Os lapsos de memória e as trocas de identidade ocorrem de maneira involuntária e inesperada pela pessoa que sofre de TDI. Os lapsos de memória ocorrem para inconscientemente proteger o mental do indivíduo das lembranças de acontecimentos passados, sendo assim qualquer situação de gatilho ou de estresse que possam fazer com que esta pessoa se relembre do que aconteceu, é muitas vezes “apagada”. Já as trocas de identidade são feitas para proteger a pessoa de se voltar a lembrar do acontecido e assumem o papel de personalidade principal quando existem estímulos ao seu redor que possam acionar memórias já apagadas, ou então também podem acontecer em novos momentos de perigo ou trauma.

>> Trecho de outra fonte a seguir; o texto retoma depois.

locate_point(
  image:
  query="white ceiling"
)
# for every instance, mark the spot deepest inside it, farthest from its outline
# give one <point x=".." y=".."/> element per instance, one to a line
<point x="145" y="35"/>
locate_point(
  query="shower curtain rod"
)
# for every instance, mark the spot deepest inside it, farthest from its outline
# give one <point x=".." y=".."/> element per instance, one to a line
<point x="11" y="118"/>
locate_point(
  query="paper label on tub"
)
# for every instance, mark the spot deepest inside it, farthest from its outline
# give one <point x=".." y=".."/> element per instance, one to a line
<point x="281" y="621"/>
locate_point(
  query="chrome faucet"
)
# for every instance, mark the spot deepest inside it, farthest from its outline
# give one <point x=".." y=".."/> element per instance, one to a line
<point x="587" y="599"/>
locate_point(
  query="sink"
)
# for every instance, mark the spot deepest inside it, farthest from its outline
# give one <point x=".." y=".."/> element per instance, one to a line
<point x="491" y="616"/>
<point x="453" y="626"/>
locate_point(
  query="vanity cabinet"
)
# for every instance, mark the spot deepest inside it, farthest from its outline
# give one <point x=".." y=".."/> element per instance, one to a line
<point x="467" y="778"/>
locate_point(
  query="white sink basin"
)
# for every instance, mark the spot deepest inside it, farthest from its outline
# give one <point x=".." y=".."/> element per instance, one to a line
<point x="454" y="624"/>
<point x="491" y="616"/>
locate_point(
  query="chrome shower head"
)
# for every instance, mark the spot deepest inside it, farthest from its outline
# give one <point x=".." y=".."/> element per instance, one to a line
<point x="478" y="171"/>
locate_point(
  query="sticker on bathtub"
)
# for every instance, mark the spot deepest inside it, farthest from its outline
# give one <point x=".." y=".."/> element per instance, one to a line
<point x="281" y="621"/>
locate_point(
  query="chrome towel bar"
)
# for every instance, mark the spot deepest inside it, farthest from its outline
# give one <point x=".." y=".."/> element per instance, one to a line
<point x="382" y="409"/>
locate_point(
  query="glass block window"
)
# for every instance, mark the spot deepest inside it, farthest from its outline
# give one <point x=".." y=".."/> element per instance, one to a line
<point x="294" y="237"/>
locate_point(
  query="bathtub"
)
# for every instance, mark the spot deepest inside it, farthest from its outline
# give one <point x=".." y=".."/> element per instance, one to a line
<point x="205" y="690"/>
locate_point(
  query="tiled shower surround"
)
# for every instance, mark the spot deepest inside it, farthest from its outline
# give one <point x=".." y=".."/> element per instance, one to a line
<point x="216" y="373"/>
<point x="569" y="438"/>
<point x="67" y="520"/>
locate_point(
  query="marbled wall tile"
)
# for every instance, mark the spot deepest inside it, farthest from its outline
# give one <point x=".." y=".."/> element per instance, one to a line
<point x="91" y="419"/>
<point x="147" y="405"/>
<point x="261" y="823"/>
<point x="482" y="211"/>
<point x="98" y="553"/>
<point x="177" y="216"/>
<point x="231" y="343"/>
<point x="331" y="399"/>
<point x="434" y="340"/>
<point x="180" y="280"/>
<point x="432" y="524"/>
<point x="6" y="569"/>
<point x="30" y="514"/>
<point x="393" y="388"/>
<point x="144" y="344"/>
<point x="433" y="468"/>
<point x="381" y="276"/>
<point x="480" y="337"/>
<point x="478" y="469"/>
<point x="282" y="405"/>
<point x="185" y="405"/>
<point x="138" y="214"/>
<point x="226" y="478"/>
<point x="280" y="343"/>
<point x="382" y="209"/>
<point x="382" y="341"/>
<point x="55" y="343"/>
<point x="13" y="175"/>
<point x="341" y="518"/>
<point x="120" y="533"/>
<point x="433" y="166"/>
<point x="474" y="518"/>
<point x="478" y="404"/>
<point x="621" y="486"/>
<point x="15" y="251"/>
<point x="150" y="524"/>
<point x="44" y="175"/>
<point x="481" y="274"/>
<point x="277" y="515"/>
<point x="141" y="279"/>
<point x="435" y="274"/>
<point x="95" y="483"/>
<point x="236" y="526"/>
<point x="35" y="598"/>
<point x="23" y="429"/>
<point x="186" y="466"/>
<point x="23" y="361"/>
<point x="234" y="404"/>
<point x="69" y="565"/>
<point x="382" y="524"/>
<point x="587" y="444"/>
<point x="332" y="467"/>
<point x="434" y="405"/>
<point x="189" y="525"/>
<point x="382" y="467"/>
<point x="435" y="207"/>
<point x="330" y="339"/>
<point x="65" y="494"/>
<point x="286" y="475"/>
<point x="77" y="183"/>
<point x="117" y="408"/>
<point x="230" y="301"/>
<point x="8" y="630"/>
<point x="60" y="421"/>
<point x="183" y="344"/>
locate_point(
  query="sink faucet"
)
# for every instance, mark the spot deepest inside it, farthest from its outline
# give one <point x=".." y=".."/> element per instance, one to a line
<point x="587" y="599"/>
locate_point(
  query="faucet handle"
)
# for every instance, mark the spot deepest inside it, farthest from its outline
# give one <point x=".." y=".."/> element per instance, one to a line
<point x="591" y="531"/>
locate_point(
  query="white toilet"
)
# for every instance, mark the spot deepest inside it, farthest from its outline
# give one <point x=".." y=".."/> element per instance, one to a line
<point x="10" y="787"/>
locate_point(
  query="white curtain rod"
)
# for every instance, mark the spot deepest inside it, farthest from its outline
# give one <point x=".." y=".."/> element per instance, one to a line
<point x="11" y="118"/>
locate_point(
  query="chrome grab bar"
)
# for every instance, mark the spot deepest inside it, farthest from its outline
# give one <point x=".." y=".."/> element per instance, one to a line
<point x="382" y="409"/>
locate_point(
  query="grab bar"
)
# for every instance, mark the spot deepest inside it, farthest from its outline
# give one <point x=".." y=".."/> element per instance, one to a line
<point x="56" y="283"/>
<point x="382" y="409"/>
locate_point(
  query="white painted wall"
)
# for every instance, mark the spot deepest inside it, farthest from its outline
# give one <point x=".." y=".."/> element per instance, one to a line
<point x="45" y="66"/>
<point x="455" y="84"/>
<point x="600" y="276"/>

Como vai funcionar o meu diário de bordo:
Para o visual do meu diário, queria já utilizar algo que sempre esteve muito presente na minha vida: os jogos de tabuleiro. Neste jogo, vou organizar todas as minhas entradas pelos pontos de interrogação, distribuídos pelos espaços do tabuleiro. Irei separar todas as entradas com uma animação de estrelinhas/brilhinhos. Em todas a s fotos existe um efeito de ampliar. Para utilizar é só clicar na foto desejada; basicamente é igual ao efeito dos postos de interrogação.
Algumas outras coisas aleatórias
Para além das coisas que mencionei, também tenho outras coisa que adoro. Só vou meter aqui duas delas, se não acho que iria precisar de muitos mais slides. Animais e música!